Pół godziny przed północą policjanci dostali przez radiostację wiadomość, że motorniczy jednego z tramwajów potrzebuje pomocy. Funkcjonariusze natychmiast udali się na wskazany przez kierowcę miejsce. Na miejscu, w tramwaju zgłaszający wskazał im pasażera, który wcześniej -gdy jeszcze stał na przystanku, a drzwi tramwaju były już zamknięte - kopnął w nie i wybił szybę. Motorniczy najpierw go wpuścił go, a potem spokojnie wezwał Policję.
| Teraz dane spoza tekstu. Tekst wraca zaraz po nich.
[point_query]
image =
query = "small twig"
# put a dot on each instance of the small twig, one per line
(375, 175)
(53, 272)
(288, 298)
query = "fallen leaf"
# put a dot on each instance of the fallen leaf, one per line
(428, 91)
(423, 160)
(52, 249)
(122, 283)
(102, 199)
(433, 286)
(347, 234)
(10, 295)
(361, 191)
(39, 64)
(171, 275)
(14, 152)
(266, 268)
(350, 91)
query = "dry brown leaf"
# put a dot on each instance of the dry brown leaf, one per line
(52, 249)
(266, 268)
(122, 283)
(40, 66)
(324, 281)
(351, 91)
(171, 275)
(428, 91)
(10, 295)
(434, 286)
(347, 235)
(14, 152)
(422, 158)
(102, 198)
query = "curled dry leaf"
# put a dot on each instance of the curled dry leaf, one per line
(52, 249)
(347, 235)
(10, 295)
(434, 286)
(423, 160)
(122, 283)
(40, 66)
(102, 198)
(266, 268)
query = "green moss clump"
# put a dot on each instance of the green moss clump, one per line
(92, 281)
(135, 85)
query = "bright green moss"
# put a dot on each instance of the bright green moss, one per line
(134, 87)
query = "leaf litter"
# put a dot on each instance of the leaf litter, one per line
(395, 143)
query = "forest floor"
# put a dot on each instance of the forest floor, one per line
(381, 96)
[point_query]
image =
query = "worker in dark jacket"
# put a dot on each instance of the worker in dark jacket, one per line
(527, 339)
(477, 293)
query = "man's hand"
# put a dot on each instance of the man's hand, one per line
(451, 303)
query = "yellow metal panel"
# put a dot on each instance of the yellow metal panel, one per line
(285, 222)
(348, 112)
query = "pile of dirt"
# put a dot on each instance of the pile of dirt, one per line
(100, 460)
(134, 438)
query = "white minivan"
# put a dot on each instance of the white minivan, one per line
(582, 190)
Początkowo 38-letni Dariusz K. mówił, że nie ma pojęcia o czym funkcjonariusze w ogóle do niego mówią. Dopiero kiedy wyjaśnili mu, że zostaje zatrzymany jako podejrzewany o uszkodzenie mienia przyznał, że faktycznie w złości wybił szybę
Wszystko dlatego, że pokłócił się ze swoją narzeczoną i - jak wyjaśnił policjantom - to wszystko jej wina. W chwili zatrzymania miał 2,5 promila alkoholu we krwi. Trafił do policyjnej celi.
Miłość i alkohol to chyba niedobra mieszanka.